This paper combines the Heterogeneous Autoregressive Realised Volatility (HAR-RV) model and the Markov Regime Switching (MRS) approach to estimate and forecast volatility of energy futures contracts traded at the Tokyo Commodity Exchange (TOCOM). The proposed MRS-HAR-RV model allows the dynamics of the realised volatility to change as market conditions change. The dataset consists of intraday prices for gasoline, kerosene and crude oil futures. Estimation results suggest that MRS-HAR-RV model can capture dynamics of price volatility of energy futures better than alternative models.
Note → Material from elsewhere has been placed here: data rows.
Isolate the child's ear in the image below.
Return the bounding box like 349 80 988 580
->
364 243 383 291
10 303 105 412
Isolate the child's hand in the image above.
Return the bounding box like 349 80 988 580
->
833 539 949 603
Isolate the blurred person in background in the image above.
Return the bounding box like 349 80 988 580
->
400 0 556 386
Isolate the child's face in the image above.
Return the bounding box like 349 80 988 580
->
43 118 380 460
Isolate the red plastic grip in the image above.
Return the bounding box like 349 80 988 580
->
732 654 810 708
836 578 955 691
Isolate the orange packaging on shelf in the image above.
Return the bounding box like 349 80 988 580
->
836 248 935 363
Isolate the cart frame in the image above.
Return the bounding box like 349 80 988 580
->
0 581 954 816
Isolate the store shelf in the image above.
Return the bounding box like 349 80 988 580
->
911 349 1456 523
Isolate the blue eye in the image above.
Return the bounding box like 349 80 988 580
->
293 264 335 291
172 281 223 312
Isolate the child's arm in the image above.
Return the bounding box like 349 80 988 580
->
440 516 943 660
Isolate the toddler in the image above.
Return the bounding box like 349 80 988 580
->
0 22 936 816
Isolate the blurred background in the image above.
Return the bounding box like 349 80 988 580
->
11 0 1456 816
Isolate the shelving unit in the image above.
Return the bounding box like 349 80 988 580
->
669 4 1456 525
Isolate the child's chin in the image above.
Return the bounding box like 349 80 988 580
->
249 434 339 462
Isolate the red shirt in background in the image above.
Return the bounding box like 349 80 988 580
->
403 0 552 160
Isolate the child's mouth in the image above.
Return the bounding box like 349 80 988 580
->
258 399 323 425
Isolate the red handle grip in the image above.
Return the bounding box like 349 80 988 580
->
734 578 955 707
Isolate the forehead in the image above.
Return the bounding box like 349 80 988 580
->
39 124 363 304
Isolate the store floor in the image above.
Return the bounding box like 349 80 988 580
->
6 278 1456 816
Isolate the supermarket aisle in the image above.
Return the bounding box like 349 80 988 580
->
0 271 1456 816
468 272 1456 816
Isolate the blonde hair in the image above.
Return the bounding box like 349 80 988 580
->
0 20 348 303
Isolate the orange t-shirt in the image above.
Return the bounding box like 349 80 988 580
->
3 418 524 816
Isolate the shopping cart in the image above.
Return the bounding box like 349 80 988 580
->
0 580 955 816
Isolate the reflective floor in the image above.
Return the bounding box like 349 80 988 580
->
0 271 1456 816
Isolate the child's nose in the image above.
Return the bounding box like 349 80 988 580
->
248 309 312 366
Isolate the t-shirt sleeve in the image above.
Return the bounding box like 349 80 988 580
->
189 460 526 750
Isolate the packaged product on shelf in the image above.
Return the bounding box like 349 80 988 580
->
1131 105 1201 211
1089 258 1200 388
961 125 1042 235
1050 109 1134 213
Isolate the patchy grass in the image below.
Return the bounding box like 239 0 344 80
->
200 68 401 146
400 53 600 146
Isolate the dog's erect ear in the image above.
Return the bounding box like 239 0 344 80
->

However, out-of-sample forecast evaluation results show that MRS-HAR-RV can only produce better forecasts for more liquid contracts. Moreover, MRS-HAR-RV model seems to less over-predict and more under-predict the volatility compared to HAR-RV, HAR-RV-CJ, GARCH, and MRS-GARCH models.

Suggested Citation

  • Alizadeh, Amir H. & Huang, Chih-Yueh & Marsh, Ian W., 2021. "Modelling the volatility of TOCOM energy futures: A regime switching realised volatility approach," Energy Economics, Elsevier, vol. 93(C).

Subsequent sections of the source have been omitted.